Sanatçı olmak tercih midir?
İnsan sanatçı mı doğar?
İnsan niçin sanat yapma isteği
duyar?
Sanatçılar sanatı boş zamanlarını
değerlendirmek için yaparken mi sanatçı oldular?:)
Sanatçılar için sanat yapmak zor
mu?
İnsan sanat yapmaya niçin ihtiyaç
duyar?
…
Sıralı cevap veremem. Sıralı düşünemem
de pek. Hem yazdıklarımı sonradan okuyup düzeltemem de zaten. O nedenle bütün
halinde dağınık cevap vermek istiyorum.
İnsan dünyaya gözlerini açar ve
öğrendiği her şeyi, kendindeki bir isteği tatmin etmek için kullanır. Nedir biliyor
musunuz?
Sevdiğiniz biriyle bir fikir üzerine tartışmakta ki
ısrar nedir. Sizi yanlış anlayan birine bu izahın sebebi ne? Niçin hüzünlenince
şarkı söyleriz yahut söyleyemezsek de ağırından bir müzik dinleriz. Niçin ama
niçin bazı filmlerin bazı replikleri bizi hazine bulmuşçasına sevindirir. Ne
çok soru soruyorum dimi. Peki siz hiç düşündünüz mü?

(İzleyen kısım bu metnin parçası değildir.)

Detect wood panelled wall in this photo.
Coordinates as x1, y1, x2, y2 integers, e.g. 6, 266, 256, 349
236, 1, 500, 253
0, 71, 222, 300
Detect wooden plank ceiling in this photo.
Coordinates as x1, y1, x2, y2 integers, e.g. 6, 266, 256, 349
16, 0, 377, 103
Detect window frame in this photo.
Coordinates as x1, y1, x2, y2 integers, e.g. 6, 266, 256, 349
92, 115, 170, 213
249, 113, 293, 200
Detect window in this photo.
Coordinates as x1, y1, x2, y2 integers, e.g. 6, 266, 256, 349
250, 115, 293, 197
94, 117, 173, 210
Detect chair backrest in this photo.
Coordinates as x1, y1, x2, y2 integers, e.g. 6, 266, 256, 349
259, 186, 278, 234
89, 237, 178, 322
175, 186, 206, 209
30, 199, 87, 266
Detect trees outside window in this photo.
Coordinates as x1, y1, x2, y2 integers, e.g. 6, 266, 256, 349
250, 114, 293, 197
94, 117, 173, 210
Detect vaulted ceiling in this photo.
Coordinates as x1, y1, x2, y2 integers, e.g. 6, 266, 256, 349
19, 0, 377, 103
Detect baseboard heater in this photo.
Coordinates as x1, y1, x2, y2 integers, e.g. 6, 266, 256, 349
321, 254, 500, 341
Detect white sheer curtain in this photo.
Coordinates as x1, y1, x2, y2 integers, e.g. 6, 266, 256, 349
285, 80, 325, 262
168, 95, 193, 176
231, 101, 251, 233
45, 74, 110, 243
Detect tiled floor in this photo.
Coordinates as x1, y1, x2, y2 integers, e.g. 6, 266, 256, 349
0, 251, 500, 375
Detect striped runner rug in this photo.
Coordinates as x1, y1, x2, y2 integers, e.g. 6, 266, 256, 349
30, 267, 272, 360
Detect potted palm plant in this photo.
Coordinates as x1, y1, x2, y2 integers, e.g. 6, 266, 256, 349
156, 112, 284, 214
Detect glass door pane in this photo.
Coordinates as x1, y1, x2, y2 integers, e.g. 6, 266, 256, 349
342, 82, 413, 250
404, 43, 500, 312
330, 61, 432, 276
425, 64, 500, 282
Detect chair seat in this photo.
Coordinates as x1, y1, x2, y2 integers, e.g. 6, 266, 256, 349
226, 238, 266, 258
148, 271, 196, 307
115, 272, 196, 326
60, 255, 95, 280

İnsanlar kendilerini ifade edebilmekte
güçlük çektikçe sanata yönelirler. Bunu benden önce söyleyen olmuş mudur?.. Muhtemelen
olmuştur ama ben duymadım. Sanatçı olduğum epey tartışılır ama içimdekileri
böylesine anlatmaktaki ısrarımdan, anlaşılma kaygım yattığı bir gerçektir. Henüz
sanatçı sıyırmışlığına gelmemiş olmakla birlikte bu yorumu yapacak kadar
akılbalik olduğum içindir:)
Anlaşılmak ister insan. Sadece anlaşılmak.
Çoğu insanın kolaylıkla yapabildiği şeyi bu insanlar beceremez. Ya doğru anlatamazlar
ya da karşılarındaki doğru anlamaz. Bu tam bir sancılı kısır döngüye girer. Sesler
çoğalır yorumlar artarak anlamsızlaşır. Çığlıkların duyulmaz ve sen sanat
yaparken kendini daha anlaşılır bulursun. Veya öyle sanırsın sonra… boş ver
dağınık kalsın noktasında rahatlar… Özgürleşirsin…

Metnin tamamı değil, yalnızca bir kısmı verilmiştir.